When initiating a new project, it is advisable to determine if the project is to be a standalone and solely developed by the vendor or requires integration into existing systems. This makes a huge difference especially to IT projects and can make or break large automation projects.
Have an open discussion
With these requirements in hand, invite interested vendors for an open discussion. This should be done before calling for tenders or quotes, so you can tap on their knowledge and refine the scope of your project. This also prevents blindsiding them with new requirements or getting unpleasant surprises when they inform you that the project cannot be integrated into your existing system.

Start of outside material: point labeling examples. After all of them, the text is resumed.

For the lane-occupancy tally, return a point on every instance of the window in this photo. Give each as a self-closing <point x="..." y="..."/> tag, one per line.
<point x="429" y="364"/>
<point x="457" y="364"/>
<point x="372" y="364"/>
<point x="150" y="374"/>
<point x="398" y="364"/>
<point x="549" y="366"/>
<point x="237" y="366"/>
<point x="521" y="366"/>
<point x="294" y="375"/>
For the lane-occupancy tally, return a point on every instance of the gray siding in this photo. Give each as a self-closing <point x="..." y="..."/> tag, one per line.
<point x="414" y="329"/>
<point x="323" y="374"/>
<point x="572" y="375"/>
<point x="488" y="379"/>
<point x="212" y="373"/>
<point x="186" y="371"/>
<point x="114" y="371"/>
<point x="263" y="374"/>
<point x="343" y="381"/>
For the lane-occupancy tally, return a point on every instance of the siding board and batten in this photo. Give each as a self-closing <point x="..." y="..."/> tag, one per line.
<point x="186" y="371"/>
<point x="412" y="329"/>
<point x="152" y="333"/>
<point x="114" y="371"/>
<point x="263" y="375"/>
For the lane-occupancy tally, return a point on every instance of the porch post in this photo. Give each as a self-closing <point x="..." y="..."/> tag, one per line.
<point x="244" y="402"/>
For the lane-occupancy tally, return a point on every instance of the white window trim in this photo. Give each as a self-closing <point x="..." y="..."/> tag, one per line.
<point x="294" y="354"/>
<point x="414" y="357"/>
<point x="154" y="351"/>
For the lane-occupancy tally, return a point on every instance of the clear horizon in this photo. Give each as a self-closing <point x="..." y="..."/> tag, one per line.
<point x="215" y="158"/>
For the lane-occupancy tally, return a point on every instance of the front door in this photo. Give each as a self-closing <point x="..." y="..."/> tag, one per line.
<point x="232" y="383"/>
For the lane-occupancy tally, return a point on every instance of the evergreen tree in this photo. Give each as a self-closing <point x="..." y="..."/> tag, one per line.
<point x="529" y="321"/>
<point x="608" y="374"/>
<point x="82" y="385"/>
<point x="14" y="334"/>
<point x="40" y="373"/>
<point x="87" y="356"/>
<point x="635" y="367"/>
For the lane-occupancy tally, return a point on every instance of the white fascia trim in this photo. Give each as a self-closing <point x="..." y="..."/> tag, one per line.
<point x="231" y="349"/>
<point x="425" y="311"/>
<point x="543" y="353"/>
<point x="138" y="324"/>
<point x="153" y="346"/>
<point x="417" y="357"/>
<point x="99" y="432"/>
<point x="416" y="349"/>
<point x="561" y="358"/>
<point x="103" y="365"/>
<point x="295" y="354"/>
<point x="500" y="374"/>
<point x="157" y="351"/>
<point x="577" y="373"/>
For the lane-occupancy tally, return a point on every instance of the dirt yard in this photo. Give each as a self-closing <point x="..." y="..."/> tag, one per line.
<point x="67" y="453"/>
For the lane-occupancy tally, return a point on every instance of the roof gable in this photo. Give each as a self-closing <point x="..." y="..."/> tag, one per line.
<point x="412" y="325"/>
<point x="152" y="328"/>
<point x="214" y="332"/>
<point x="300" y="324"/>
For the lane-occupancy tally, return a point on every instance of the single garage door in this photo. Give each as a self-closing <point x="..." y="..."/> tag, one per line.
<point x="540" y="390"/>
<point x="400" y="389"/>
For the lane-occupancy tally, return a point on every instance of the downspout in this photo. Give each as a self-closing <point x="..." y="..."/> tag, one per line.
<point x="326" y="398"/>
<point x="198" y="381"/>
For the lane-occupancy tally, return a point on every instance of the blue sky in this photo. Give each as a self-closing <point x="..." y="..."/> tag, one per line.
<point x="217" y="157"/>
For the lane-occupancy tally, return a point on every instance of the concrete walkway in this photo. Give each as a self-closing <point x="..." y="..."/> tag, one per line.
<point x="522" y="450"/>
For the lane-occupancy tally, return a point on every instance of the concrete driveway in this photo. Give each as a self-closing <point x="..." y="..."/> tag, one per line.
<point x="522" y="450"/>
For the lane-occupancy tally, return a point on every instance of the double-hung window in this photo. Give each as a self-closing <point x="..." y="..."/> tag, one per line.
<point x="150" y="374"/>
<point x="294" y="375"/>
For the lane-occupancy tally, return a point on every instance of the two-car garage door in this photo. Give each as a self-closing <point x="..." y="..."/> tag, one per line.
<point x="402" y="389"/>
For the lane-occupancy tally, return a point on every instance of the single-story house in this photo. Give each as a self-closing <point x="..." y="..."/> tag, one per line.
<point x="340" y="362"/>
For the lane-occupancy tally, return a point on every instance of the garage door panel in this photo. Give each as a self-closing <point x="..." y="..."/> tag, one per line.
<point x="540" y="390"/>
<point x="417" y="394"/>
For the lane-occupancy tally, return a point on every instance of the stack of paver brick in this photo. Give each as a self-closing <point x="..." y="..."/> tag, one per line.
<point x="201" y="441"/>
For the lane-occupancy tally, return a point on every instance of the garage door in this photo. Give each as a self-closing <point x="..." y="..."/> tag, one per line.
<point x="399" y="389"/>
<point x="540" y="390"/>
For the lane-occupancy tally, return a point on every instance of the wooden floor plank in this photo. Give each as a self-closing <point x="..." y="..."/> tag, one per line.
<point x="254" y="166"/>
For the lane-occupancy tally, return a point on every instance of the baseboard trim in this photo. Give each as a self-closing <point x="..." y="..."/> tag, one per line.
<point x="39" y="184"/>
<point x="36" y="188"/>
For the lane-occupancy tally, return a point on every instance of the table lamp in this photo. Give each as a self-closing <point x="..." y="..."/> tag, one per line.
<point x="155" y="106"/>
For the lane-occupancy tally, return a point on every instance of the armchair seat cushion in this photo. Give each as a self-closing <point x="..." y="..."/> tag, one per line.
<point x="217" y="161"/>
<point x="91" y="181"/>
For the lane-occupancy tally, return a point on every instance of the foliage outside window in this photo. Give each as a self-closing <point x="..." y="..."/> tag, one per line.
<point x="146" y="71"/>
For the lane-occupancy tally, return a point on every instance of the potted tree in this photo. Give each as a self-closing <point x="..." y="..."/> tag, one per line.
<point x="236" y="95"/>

Multiple quotes are a must
It is essential to ask for multiple quotes, and typically at least three bids are recommended. While it may take effort to get three vendors, it could save you significant time and money later. This is where online procuring platforms or sourcing agents can help in the sourcing and matching process. These act as one-stop centres for vendors to find procurement opportunities and make their bids in a transparent and fair manner. They also provide access to a broader range of previously-unknown vendors and suppliers.
Ultimately, these steps should culminate in a value-based approach when your business purchases outsourced solutions. Done effectively, your business can better assess who is the ideal vendor to solve your problems and meet your goals.